La fiction des flux comme tra(ns)duction
La composition narrative contemporaine opère un déplacement significatif : elle s’éloigne de l’accumulation mémorielle locale pour s’orienter vers une captation dynamique des flux, relations et vecteurs circulant dans l’écosystème numérique. Cette captation ne constitue pas un simple prélèvement passif mais instaure elle-même un contre-flux dont la première opération consiste à extraire des éléments d’un continuum, à les traduire selon une logique différentielle, puis à les retranscrire suivant une matrice transformative spécifique.
La phase de retranscription, loin de maintenir une fidélité mimétique à l’original, ouvre précisément l’espace d’une co-écriture entre l’humain et le machinique, entre l’intention auctoriale et les potentialités systémiques des réseaux. Cette co-écriture ne désigne pas simplement une collaboration entre entités préexistantes, mais l’émergence d’un processus scriptural hybride qui transforme la nature même des acteurs impliqués. L’expérimentation avec Jean-Pierre Balpe illustre cette reconfiguration où l’auteur devient modulateur de processus génératifs plutôt que source originaire d’un contenu déterminé.
Un phénomène singulier surgit dans cette configuration : une correspondance inattendue entre la défaillance ou l’ouverture des systèmes techniques et l’indétermination constitutive de l’humain se manifeste dans certaines productions imagétiques. Ces images échappent au schéma hylémorphique traditionnel opposant matière passive et forme active. Leur genèse n’est pas simplement technique mais fondamentalement relationnelle : elles n’existent qu’à travers leur circulation dans un réseau de déterminations variables et comme produits d’extractions spécifiques.
Ces images nous parviennent moins comme objets stables que comme événements temporalisés. Leur provenance, les critères de leur sélection (mots-clés, paramètres, algorithmes), les conditions de leur transmission deviennent perceptibles non comme métadonnées externes mais comme dimensions constitutives de leur manifestation. Même la latence technique – le temps d’attente et de chargement – cesse d’être un obstacle pour devenir une variable esthétique positive, un élément de la dramaturgie de l’advenue imagétique.

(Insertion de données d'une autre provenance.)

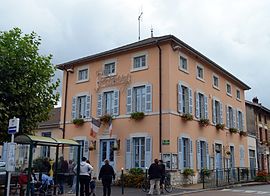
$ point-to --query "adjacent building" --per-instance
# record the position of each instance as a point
(194, 110)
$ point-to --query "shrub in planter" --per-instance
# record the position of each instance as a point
(220, 126)
(204, 122)
(233, 130)
(137, 115)
(187, 117)
(78, 121)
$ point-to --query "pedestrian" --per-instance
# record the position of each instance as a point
(162, 180)
(154, 177)
(106, 174)
(85, 176)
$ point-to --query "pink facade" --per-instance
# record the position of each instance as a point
(127, 80)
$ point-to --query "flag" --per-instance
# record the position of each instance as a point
(95, 125)
(110, 127)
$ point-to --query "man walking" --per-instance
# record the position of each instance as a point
(107, 175)
(154, 176)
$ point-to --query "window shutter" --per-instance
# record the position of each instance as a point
(180, 154)
(148, 151)
(190, 100)
(129, 100)
(128, 153)
(190, 154)
(198, 155)
(205, 107)
(180, 98)
(99, 104)
(214, 111)
(197, 105)
(88, 106)
(74, 108)
(86, 149)
(221, 112)
(116, 103)
(207, 156)
(148, 100)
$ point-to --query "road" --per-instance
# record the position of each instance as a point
(237, 191)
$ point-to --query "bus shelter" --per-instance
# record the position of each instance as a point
(34, 141)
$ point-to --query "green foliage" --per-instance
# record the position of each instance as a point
(137, 115)
(27, 90)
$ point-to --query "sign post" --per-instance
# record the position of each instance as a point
(13, 127)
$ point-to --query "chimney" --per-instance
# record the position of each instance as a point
(255, 100)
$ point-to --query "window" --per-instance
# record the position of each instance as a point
(200, 72)
(83, 75)
(238, 96)
(184, 99)
(139, 99)
(81, 106)
(183, 63)
(229, 89)
(201, 106)
(217, 112)
(138, 152)
(109, 69)
(230, 117)
(139, 62)
(108, 103)
(240, 119)
(215, 81)
(185, 157)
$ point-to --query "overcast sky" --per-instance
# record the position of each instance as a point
(233, 33)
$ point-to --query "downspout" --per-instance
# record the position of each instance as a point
(160, 99)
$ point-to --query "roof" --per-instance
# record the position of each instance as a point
(150, 42)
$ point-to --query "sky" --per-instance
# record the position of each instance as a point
(233, 33)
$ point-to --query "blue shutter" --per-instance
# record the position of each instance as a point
(129, 100)
(180, 154)
(116, 103)
(128, 154)
(148, 100)
(198, 155)
(74, 108)
(221, 113)
(197, 105)
(180, 98)
(205, 107)
(99, 104)
(88, 107)
(148, 151)
(214, 111)
(190, 100)
(190, 154)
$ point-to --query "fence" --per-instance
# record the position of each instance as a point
(223, 177)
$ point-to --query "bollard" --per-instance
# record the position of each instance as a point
(122, 180)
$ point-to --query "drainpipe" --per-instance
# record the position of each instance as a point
(160, 99)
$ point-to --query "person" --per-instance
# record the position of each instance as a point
(162, 180)
(93, 186)
(85, 171)
(107, 175)
(154, 177)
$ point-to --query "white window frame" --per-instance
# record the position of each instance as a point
(109, 62)
(197, 72)
(180, 65)
(213, 80)
(228, 93)
(138, 55)
(82, 68)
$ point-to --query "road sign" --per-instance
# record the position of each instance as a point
(13, 125)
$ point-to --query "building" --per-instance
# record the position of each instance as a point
(194, 110)
(258, 118)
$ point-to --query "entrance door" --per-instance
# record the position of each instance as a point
(106, 150)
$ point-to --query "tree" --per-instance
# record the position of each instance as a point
(26, 87)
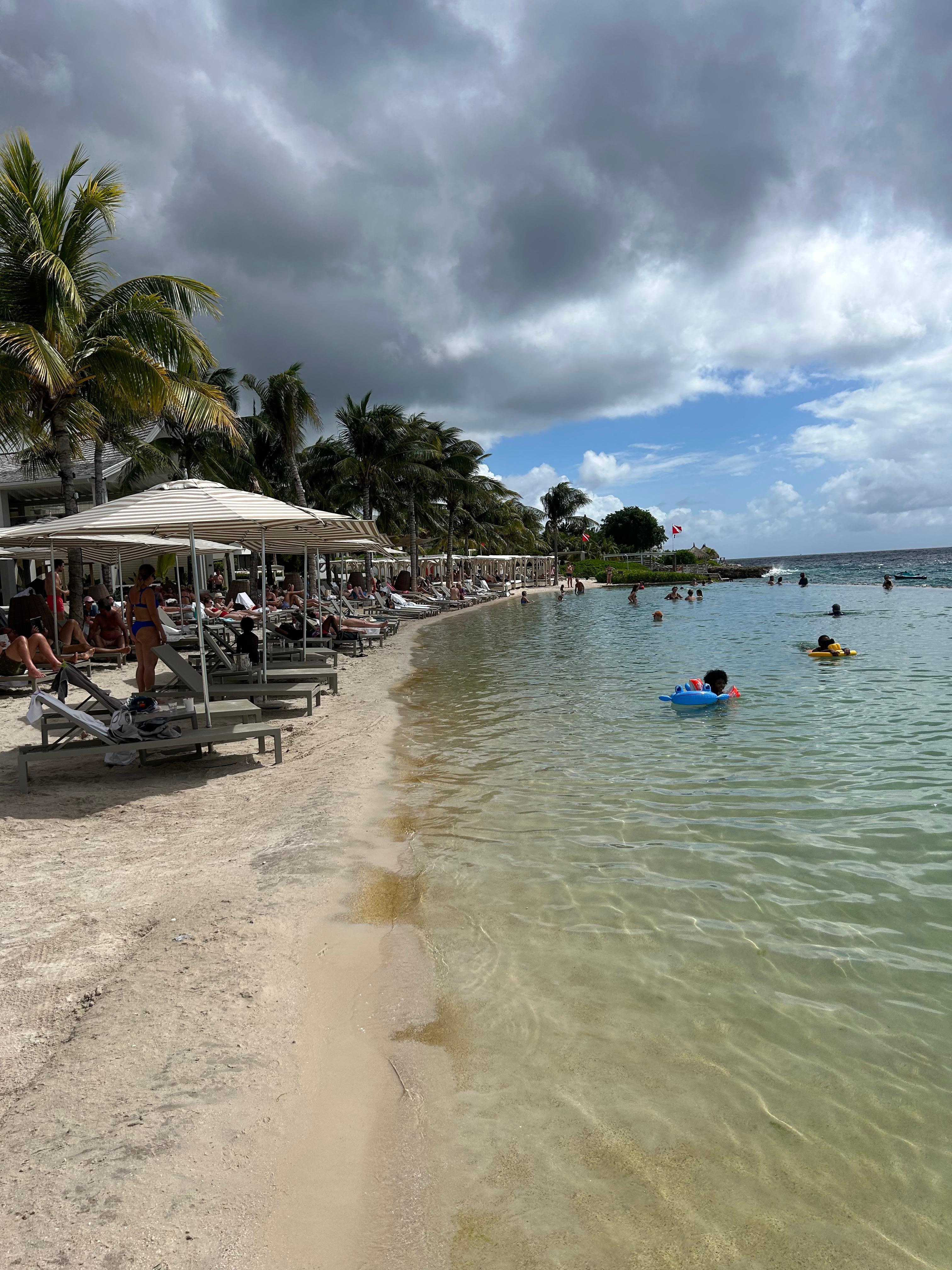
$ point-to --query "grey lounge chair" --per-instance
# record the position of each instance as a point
(187, 678)
(300, 672)
(322, 656)
(101, 740)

L’indétermination humaine se trouve affectée par ces défaillances et ouvertures techniques précisément parce qu’elles opèrent selon une logique de réseau, suivant un mode transductif où les transformations se propagent de proche en proche, sans médiation centralisée. Cette propagation ne respecte pas la distinction traditionnelle entre forme et matière, entre actif et passif, mais instaure un champ de modulations réciproques où technique et humain se reconfigurent mutuellement.
Pour saisir cette dynamique, nous proposons le concept de tra(ns)duction, néologisme fusionnant traduction et transduction. La transduction désigne cette propagation transformative qui constitue la dynamique même du réseau, tandis que la traduction représente la structure opératoire fondamentale qui la rend possible. L’ordinateur fonctionne essentiellement comme machine à traduire – entre langages, formats, protocoles – mais cette traduction n’est jamais neutre : elle produit inévitablement autre chose, un excès ou une différence qui échappe à la simple reproduction.
La tra(ns)duction opère à la jonction de ces deux processus, désignant simultanément la propagation transformative des effets à travers un réseau et les opérations de conversion qui permettent cette propagation. Ce concept ne désigne pas simplement un procédé technique mais une modalité existentielle caractéristique de notre condition numérique contemporaine, où l’expérience se constitue précisément dans ces passages entre régimes hétérogènes, dans cette circulation transformative continue.
Cette perspective transforme la compréhension traditionnelle de l’image comme représentation stabilisée d’une réalité préexistante. L’image devient plutôt un nœud temporaire dans un réseau de transformations continues, un moment de cristallisation provisoire dans un flux de tra(ns)ductions. Sa valeur esthétique ne réside plus dans sa capacité à représenter fidèlement un référent, mais dans sa puissance à rendre sensibles les processus mêmes de sa génération et circulation.